SQL Server Magazine:

We’re interested in how MySpace made the decision to go with SQL Server over other enterprise database platforms.

 

Al-Adwan: I always get asked, "Why SQL Server?" MySpace chose to go with a Windows platform and SQL Server because it provides for a rapid development environment. That's something that doesn't get much attention, but compared to the open-source competitors, it's really easy to get up and running and developing rapidly on SQL Server. So that was why MySpace launched on a Microsoft platform, specifically on SQL Server 2000.

When we started in 2003, we had one instance of SQL Server running on one server. Everything was fine until we experienced more and more growth. Our first approach to scaling was a master/slave model, using transactional replication. We replicated our master read/write node to all of the slaves, which worked fine for us until we reached about two million users.

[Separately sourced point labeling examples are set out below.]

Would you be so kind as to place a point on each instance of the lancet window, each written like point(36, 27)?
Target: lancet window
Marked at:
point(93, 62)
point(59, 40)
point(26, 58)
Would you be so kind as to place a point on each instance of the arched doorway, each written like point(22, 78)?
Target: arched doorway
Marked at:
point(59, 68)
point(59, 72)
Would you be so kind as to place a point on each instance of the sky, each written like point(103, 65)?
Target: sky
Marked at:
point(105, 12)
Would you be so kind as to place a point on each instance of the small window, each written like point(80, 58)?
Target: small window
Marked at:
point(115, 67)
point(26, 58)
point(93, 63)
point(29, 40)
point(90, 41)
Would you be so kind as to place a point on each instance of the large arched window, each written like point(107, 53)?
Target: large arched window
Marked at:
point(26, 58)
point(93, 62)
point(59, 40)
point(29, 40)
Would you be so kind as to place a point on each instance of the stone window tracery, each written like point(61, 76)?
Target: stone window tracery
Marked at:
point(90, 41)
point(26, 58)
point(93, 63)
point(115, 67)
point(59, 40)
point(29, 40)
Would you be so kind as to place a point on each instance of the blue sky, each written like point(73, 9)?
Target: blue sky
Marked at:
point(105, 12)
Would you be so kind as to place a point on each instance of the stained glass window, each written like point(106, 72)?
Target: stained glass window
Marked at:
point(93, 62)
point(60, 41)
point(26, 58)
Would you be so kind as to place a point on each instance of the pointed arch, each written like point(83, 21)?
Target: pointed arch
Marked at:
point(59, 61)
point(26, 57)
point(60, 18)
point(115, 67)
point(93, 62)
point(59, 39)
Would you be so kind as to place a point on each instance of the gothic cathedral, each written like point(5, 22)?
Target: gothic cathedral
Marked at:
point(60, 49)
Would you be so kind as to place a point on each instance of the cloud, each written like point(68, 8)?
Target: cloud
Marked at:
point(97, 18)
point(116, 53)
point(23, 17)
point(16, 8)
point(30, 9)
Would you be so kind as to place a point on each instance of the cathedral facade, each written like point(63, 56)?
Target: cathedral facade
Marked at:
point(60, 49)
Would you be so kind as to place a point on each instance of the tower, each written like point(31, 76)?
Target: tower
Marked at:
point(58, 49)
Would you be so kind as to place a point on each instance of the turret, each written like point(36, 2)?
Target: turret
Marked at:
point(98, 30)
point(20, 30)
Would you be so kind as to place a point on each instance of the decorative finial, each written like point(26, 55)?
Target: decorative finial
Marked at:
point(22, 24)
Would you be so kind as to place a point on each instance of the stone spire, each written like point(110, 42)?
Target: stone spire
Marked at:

Around our two million user mark, we experienced latency issues with replication. That caused problems with the data being presented to users. We were still a two-tier architecture; we had web servers hitting the database directly. That was a key consideration when we talked about scaling.

We went with a vertical partitioning approach: We separated our features onto different servers; that worked until we hit the four million user mark. Then we had issues with users on multiple servers: How do you combine them when you're trying to build a single user experience? So we asked, "What’s the ideal way to combine everything we’ve learned using replication and vertical partitioning to come up with a more scalable model that allows us to keep a single user view on a single server?" We went with a feature-level partitioning model across all of our servers within MySpace, but within each one of those features, we try to be very thoughtful about the best way to scale horizontally.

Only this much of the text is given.